Recently, several naturally occurring proteinaceous molecules have been identified based on their trophic activity on various neurons. These molecules are termed "neurotrophic factors". Neurotrophic factors are endogenous, soluble proteins that can stimulate or regulate survival, growth, and/or morphological plasticity of neurons (see Fallon and Laughlin, Neurotrophic Factors, Academic Press, San Diego, Calif. [1993]).
The known neurotrophic factors belong to several different protein superfamilies of polypeptide growth factors based on their amino acid sequence homology and/or their three-dimensional structure (MacDonald and Hendrikson, Cell, 73:421-424 [1993])). One family of neurotrophic factors is the neurotrophin family. This family currently consists of NGF (nerve growth factor), BDNF (brain derived neurotrophic factor), NT-3 (neurotrophin-3), NT-4 (neurotrophin-4), and NT-6 (neurotrophin-6).
CNTF (ciliary neurotrophic factor) and LIF (leukemia inhibitory factor) are cytokine polypeptides that have neurotrophic activity. By virtue of their structural features and receptor components, these polypeptides are related to a family of hematopoietic cytokines that includes IL-6 (interleukin-6), IL-11 (interleukin-11), G-CSF (granulocyte-colony stimulating factor), and oncostatin-M. NNT-1 of the present invention exhibits significant similarity to various members of this family of neurotrophic factors. See FIG. 6.
GDNF (glial derived neurotrophic factor) is a neurotrophic factor that belongs to the TGF-beta (transforming growth factor beta) superfamily. GDNF displays potent survival and differentiation-promoting actions for dopaminergic and motor neurons (Lin et al., Science, 260:1130-1132 [1993]; Yan et al., Nature, 373:341-344 [1995]).
While these neurotrophic factors are known to increase growth and/or survival of neurons, there is less known about the molecules that work in conjunction with these factors. One manner in which additional neurotrophins and related molecules may be identified is to administer to an animal one or more compounds known to have an effect on the nervous system, and to then analyze tissues for the induction of genes involved in neural responses to the compounds. For example, one can screen for genes that are induced in certain tissues of the nervous system, such as the hippocampal region of the brain. This technique was used by Nedivi et al (Nature, 363:718-722 [1993]; Nedivi et al., Proc. Natl. Acad. Sci USA, 93:2048-2053 [1996]) to identify novel genes that are induced in the dentate gyrus portion of the hippocampus in response to administration of a neurotransmitter analog of glutamate called kainate (kainic acid).

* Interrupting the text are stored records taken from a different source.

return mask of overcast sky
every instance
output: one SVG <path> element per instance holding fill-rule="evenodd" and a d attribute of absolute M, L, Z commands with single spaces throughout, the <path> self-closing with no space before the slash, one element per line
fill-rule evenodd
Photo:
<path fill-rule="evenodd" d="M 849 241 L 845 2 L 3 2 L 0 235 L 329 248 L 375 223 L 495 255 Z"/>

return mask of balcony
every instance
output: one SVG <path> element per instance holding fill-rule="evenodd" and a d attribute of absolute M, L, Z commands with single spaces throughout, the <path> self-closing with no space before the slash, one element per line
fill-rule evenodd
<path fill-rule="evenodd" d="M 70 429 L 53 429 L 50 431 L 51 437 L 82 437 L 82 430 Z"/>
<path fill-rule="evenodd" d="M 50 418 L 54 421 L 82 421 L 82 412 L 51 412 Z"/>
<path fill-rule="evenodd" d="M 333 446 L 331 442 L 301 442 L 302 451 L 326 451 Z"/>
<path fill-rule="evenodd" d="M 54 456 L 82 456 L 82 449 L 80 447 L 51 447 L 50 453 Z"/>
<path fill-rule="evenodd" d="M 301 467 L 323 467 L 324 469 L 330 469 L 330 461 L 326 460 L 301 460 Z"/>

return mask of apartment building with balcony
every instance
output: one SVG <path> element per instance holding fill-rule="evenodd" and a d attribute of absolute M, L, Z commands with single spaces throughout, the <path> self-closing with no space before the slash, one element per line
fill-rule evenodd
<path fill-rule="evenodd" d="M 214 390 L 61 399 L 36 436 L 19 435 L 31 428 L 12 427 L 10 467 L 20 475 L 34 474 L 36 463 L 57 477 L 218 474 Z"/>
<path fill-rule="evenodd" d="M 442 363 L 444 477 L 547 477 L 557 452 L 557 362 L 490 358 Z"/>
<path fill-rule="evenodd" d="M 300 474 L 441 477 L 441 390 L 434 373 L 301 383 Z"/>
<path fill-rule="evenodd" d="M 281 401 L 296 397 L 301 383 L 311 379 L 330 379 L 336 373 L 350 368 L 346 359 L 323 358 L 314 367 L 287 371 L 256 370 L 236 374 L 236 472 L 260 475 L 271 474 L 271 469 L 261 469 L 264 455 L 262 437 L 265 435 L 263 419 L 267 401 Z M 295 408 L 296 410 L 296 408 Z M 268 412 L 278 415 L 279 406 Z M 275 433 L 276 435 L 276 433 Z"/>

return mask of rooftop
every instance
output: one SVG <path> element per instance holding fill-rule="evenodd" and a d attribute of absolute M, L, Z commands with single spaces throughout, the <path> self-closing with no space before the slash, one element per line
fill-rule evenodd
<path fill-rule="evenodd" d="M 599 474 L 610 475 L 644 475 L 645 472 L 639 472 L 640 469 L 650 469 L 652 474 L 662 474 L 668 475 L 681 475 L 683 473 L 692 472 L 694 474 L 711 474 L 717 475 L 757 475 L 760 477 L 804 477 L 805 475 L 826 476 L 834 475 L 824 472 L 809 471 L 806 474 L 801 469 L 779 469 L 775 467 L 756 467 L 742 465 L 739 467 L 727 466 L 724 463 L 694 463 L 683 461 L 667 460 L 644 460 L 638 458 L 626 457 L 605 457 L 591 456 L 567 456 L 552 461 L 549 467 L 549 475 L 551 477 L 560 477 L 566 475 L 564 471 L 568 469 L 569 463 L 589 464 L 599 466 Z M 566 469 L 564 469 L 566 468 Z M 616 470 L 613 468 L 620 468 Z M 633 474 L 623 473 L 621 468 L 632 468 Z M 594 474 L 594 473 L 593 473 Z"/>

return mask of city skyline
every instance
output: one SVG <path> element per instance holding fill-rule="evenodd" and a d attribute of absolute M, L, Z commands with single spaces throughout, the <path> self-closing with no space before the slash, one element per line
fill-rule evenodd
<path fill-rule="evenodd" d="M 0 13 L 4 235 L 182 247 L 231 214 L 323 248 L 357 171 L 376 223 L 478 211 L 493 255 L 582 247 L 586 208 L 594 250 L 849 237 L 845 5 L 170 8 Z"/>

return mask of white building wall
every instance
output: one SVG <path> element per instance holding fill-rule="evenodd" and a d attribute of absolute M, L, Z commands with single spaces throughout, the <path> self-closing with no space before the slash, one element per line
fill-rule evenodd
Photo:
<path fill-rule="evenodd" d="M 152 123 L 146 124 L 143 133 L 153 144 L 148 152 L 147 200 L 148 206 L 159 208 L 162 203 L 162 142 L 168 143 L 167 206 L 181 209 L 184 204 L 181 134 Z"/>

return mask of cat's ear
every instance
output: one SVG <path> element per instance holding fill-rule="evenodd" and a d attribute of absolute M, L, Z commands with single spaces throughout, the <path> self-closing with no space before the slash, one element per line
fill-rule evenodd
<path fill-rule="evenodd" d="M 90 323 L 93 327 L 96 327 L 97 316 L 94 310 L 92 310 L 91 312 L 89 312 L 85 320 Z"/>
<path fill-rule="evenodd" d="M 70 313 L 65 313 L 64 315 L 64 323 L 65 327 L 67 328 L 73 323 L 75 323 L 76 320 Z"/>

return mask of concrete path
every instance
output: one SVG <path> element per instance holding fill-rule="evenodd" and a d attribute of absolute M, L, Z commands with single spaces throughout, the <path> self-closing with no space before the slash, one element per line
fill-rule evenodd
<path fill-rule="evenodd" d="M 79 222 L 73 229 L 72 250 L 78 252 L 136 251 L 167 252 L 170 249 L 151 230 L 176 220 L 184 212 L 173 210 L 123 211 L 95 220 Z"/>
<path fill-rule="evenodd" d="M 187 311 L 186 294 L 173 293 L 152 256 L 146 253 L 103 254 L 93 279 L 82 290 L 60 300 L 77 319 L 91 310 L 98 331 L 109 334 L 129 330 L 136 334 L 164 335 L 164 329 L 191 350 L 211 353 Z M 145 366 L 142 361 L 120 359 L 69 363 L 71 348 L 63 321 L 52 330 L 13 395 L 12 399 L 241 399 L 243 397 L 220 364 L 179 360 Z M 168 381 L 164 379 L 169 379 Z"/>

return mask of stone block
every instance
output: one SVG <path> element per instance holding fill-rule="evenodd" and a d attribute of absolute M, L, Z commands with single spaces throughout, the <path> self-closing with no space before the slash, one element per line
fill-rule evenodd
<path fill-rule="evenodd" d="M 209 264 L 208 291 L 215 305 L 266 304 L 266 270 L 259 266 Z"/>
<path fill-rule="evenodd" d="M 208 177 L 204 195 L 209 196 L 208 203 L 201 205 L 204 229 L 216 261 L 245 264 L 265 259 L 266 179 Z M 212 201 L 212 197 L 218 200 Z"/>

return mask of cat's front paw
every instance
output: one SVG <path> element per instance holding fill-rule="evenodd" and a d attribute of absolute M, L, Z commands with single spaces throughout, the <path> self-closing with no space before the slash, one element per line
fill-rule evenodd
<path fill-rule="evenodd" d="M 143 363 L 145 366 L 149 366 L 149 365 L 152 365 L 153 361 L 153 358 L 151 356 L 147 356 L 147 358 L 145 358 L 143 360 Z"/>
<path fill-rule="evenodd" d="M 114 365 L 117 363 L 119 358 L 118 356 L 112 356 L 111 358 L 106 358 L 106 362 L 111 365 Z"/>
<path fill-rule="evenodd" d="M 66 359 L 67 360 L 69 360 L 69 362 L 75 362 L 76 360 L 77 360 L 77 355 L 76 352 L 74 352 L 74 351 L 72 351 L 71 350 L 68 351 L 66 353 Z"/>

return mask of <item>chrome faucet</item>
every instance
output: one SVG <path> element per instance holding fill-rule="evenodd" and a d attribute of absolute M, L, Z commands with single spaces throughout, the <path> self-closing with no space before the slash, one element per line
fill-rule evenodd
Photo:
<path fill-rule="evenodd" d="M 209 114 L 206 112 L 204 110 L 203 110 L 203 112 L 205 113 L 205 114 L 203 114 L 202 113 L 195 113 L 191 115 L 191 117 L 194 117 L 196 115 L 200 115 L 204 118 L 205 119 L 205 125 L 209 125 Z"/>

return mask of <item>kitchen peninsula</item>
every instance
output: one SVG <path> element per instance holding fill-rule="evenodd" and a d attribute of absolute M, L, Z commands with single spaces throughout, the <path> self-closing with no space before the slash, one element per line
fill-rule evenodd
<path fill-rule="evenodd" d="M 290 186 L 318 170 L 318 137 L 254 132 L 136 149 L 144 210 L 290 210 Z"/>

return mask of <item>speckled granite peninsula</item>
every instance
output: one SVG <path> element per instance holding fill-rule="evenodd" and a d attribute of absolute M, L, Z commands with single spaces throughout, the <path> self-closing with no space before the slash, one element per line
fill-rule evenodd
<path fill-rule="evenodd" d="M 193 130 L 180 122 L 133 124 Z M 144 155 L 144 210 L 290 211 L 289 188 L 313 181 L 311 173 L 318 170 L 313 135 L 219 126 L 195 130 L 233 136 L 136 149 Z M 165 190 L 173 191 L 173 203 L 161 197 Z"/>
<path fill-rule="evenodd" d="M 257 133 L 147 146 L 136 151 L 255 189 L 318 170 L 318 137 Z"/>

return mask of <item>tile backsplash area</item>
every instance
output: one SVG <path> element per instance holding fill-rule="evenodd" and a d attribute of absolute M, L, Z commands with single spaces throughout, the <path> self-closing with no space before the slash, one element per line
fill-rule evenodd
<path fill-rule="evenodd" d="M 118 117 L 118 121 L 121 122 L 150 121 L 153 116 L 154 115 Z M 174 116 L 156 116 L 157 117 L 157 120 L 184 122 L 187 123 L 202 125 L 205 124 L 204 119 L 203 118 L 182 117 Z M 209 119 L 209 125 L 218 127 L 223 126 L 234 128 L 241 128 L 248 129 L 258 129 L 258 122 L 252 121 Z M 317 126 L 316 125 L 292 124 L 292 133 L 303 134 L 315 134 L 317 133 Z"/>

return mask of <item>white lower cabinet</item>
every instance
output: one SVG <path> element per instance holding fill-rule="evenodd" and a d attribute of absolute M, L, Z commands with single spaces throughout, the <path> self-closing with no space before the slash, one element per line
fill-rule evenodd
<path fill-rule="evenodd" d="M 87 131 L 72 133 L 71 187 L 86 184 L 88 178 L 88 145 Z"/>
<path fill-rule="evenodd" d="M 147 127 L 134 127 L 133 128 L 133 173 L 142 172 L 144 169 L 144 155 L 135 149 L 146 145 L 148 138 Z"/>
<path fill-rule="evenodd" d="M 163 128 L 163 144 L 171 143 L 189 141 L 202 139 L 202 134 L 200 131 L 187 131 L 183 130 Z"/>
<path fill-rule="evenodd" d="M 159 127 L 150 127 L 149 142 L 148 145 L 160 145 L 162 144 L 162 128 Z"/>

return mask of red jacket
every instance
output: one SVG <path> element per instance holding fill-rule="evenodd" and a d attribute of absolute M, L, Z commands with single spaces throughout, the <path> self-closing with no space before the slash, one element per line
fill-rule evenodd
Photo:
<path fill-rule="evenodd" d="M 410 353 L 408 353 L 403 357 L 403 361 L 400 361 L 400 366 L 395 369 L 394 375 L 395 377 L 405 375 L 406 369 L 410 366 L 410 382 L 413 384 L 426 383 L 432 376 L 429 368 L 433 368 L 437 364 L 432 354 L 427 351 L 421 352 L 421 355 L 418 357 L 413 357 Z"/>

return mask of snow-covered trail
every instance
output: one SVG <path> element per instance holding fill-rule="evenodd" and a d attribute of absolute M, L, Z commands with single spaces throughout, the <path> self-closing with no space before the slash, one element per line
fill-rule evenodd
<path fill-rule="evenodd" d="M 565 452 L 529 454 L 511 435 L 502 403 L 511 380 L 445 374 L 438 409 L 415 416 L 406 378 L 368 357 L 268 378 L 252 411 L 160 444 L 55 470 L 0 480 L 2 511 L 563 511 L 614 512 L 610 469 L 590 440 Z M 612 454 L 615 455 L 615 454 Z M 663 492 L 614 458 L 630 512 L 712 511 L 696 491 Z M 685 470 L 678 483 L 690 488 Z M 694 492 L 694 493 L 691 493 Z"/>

Expression of many neurotrophic factors such as NGF, BDNF, NT3, GDNF, bFGF, IGF-1 and TGF-beta is regulated by afferent neuronal activity and/or by neuronal injury. Strong induction of some of these genes can be observed in the hippocampus dentate gyrus in response to the glutamate analog kainate (Isackson, Current Opinions in Neurobiology 5:50-357 [1995]). Kainate treatment appears to increase the release of novel compounds from the hippocampus of alert rats, and this activity appears to be different from the actions of known neurotrophic factors (Humpel, et al., Science, 269:552-554 [1995]).
In view of the fact that many nervous system disorders and diseases have no known cure, there is a need in the art to identify novel compounds for treating neurological conditions and diseases such as Parkinson's disease, amyotrophic lateral sclerosis (ALS), Alzheimer's disease, stroke, and various degenerative disorders that affect vision.
Accordingly, it is an object of the present invention to provide novel compounds that may be useful in promoting neuron regeneration and restoring neural functions.
It is a further object of the invention to provide a method of treating neurological diseases such as those set forth herein.
These and other objects will be apparent to one of ordinary skill in the art from the present disclosure.